7/1/2014 | By Sarah Borchersen-Keto
Home Properties is celebrating the 20th anniversary of its listing on the New York Stock Exchange. Pettinella reflected on what the milestone means for the company.
“It’s a huge accomplishment,” he said. Pettinella said the company remains true to the original vision of its founders, namely to buy C-quality assets and upgrade them to B-quality. Today, Home Properties has a market capitalization of about $6.5 billion, Pettinella noted, with approximately 43,000 apartment units, compared with 2,000 units two decades ago.
“Overall, it’s been a great ride,” he said.
Pettinella pointed to a number of events that he feels transformed the overall direction of the company. One was the shift from low-barrier markets in upstate New York to high-growth, high-barrier markets in 10 states on the East Coast and Chicago.
The company also decided to leave the Rust Belt, explained Pettinella, referring to the Home Properties’ former holdings in Detroit, upstate New York and the Ohio Valley.
Meanwhile, Home Properties transitioned from a “secure shop” that borrowed completely from the government-sponsored enterprises (GSEs) to a company with investment-grade ratings, Pettinella said.
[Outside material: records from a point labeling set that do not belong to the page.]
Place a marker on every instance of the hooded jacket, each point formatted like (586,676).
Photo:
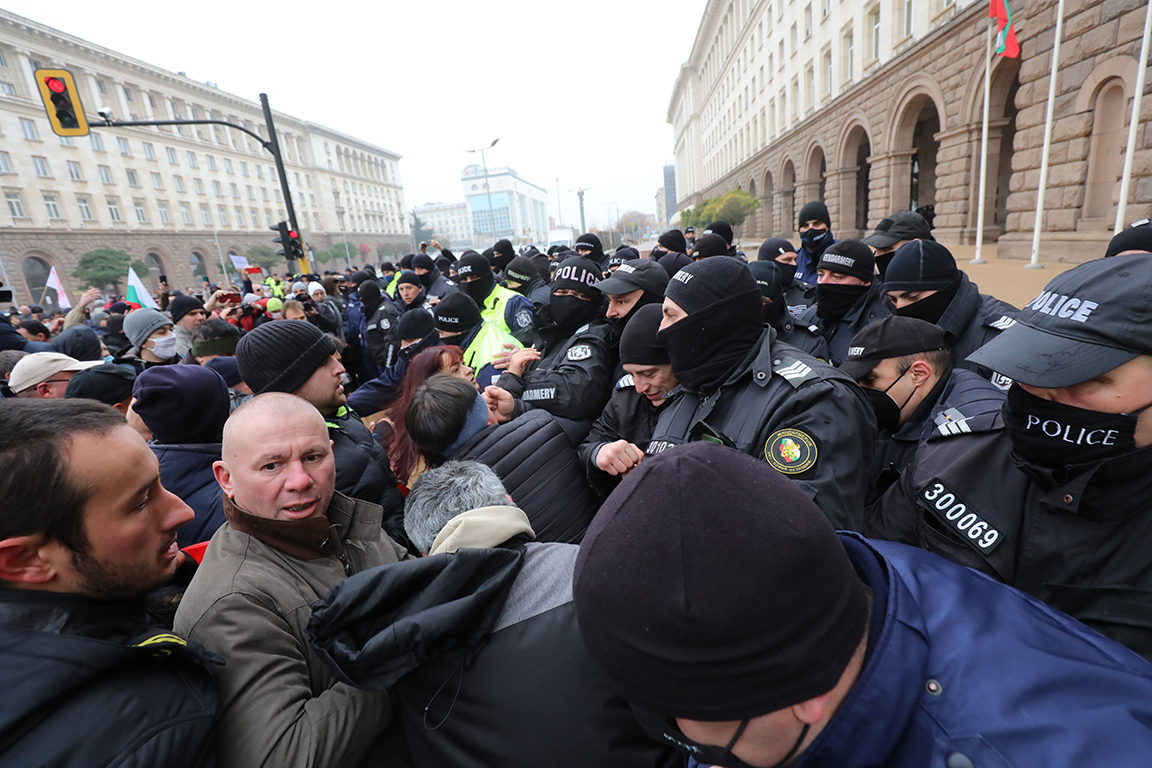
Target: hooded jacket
(92,684)
(482,641)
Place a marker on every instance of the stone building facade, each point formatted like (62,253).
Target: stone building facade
(179,198)
(907,131)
He noted that the company expects to receive a BBB rating from Standard & Poor’s in August.
Pettinella also discussed the outlook for acquisitions and dispositions at his company, which has stated that it expects to spend at least $250 million on acquisitions in 2014.Home Properties’ geographic areas of interest include Philadelphia, northern New Jersey, Boston and Chicago, Pettinella said.
“Acquisitions are prevalent and we’re very aggressively going after them,” he said.
With respect to dispositions, the company did a large deal in January and expects to do another $140 million of sales this year, Pettinella said.
“That will be predicated on when we do the acquisitions,” Pettinella explained. “It should be a pretty busy year in both acquisitions and dispositions.”